自由だと言い渡されたのにそれでも表情の晴れないエイジを見て、イサベルもその疑問に気付いた。
「エイジ、七年前に先代は決めていました。病の床に伏せながらあなたを見て、そして選んだのです。“これほど激しくて切なくて綺麗な怒りは無い”と。獣の怒りに満ちた世界で、かくも純粋な怒りの炎は見た事が無いと」
「なるほど、だから俺なのか。……分かった受け入れるよ」
やっと納得したのか、曇っていたエイジの顔が晴れ上がり穏やかな表情へと戻る。
そしてイサベルはそんなエイジが「本当に自由なんだと」喜び勇む様を想像していたのだが、完全に予想は裏切られる。それも悪い意味での裏切りではなく、イサベルの全身に鳥肌が立ち彼女が二度と忘れない素晴らしい光景として、いつまでも記憶にとどまるような瞬間を見たのだ。
「イサベル、自由をありがとう。

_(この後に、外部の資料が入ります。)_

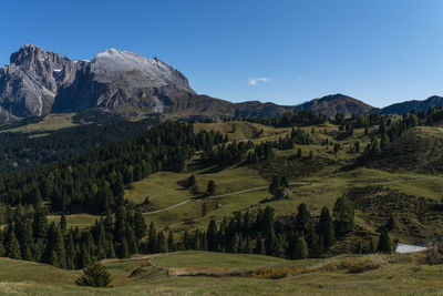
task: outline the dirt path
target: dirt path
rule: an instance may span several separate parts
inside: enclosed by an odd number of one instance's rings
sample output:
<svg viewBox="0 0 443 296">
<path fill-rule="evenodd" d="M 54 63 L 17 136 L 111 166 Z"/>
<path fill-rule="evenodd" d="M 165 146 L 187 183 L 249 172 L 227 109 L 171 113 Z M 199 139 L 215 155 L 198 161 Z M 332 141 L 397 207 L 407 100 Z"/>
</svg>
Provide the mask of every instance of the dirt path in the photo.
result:
<svg viewBox="0 0 443 296">
<path fill-rule="evenodd" d="M 439 127 L 442 132 L 443 129 Z M 410 182 L 418 182 L 418 181 L 422 181 L 422 180 L 436 180 L 436 178 L 442 178 L 440 176 L 430 176 L 430 177 L 416 177 L 416 178 L 410 178 L 410 180 L 399 180 L 399 181 L 383 181 L 383 182 L 346 182 L 343 183 L 344 185 L 357 185 L 357 184 L 368 184 L 368 185 L 383 185 L 383 184 L 396 184 L 396 183 L 410 183 Z M 330 185 L 330 183 L 328 182 L 295 182 L 295 183 L 289 183 L 289 185 L 293 186 L 293 185 Z M 267 190 L 268 186 L 259 186 L 259 187 L 253 187 L 253 188 L 248 188 L 248 190 L 243 190 L 243 191 L 237 191 L 237 192 L 231 192 L 231 193 L 226 193 L 226 194 L 220 194 L 220 195 L 214 195 L 214 196 L 208 196 L 205 197 L 205 200 L 207 198 L 220 198 L 220 197 L 226 197 L 226 196 L 230 196 L 230 195 L 236 195 L 236 194 L 241 194 L 241 193 L 246 193 L 246 192 L 253 192 L 253 191 L 262 191 L 262 190 Z M 178 204 L 168 206 L 168 207 L 164 207 L 161 210 L 156 210 L 156 211 L 152 211 L 152 212 L 146 212 L 146 213 L 142 213 L 143 215 L 152 215 L 152 214 L 157 214 L 157 213 L 162 213 L 162 212 L 166 212 L 168 210 L 173 210 L 175 207 L 182 206 L 184 204 L 187 204 L 189 202 L 196 201 L 196 197 L 190 197 L 189 200 L 186 200 L 184 202 L 181 202 Z"/>
</svg>

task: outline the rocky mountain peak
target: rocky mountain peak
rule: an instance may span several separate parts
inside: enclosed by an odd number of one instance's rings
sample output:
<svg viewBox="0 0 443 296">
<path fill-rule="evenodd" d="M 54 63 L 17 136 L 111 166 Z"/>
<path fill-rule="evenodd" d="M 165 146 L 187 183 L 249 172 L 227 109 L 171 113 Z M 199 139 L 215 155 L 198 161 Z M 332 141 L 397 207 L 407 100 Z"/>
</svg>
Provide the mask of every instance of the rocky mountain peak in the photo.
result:
<svg viewBox="0 0 443 296">
<path fill-rule="evenodd" d="M 91 61 L 91 70 L 97 80 L 114 82 L 116 79 L 126 81 L 148 82 L 151 86 L 174 88 L 194 93 L 185 75 L 158 58 L 145 58 L 130 51 L 107 49 L 95 55 Z"/>
</svg>

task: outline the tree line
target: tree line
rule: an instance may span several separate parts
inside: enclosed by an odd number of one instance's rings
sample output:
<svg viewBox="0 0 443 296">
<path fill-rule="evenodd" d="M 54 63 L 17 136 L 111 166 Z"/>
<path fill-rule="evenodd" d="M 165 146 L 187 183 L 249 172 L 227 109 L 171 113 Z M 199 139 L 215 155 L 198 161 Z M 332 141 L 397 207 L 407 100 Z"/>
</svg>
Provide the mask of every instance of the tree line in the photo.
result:
<svg viewBox="0 0 443 296">
<path fill-rule="evenodd" d="M 182 171 L 205 146 L 222 144 L 218 132 L 194 133 L 192 124 L 165 122 L 130 140 L 34 170 L 0 175 L 0 200 L 9 205 L 51 202 L 52 211 L 115 211 L 132 182 L 161 171 Z"/>
</svg>

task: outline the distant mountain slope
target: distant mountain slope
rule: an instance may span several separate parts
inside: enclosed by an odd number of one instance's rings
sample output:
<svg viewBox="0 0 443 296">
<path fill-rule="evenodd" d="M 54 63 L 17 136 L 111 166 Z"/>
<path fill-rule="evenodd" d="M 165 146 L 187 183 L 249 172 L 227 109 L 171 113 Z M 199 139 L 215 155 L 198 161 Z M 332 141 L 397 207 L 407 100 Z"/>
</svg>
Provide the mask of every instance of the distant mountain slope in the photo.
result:
<svg viewBox="0 0 443 296">
<path fill-rule="evenodd" d="M 73 61 L 29 44 L 12 53 L 10 64 L 0 69 L 0 123 L 90 108 L 214 120 L 276 116 L 293 109 L 199 95 L 184 74 L 159 59 L 116 49 L 105 50 L 92 61 Z"/>
<path fill-rule="evenodd" d="M 351 96 L 338 93 L 330 94 L 321 99 L 315 99 L 303 104 L 297 105 L 296 110 L 312 110 L 319 113 L 324 113 L 328 116 L 333 116 L 338 112 L 346 115 L 361 115 L 377 112 L 378 109 Z"/>
<path fill-rule="evenodd" d="M 402 115 L 404 113 L 411 112 L 412 110 L 420 112 L 420 111 L 426 111 L 431 106 L 441 106 L 441 105 L 443 105 L 443 98 L 433 95 L 424 101 L 413 100 L 413 101 L 392 104 L 381 109 L 380 113 Z"/>
</svg>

俺はこの自由を大切にしなきゃいけないんだ。だから軽はずみな思い付きで生きて行くんじゅなくて、自分のルールに従って責任持って生きるよ」
真顔でエイジがそう言い終えると、はにかみながらニコリと笑みを漏らす。美少年好きの堕天使にしてみれば腰砕けにならない訳が無い。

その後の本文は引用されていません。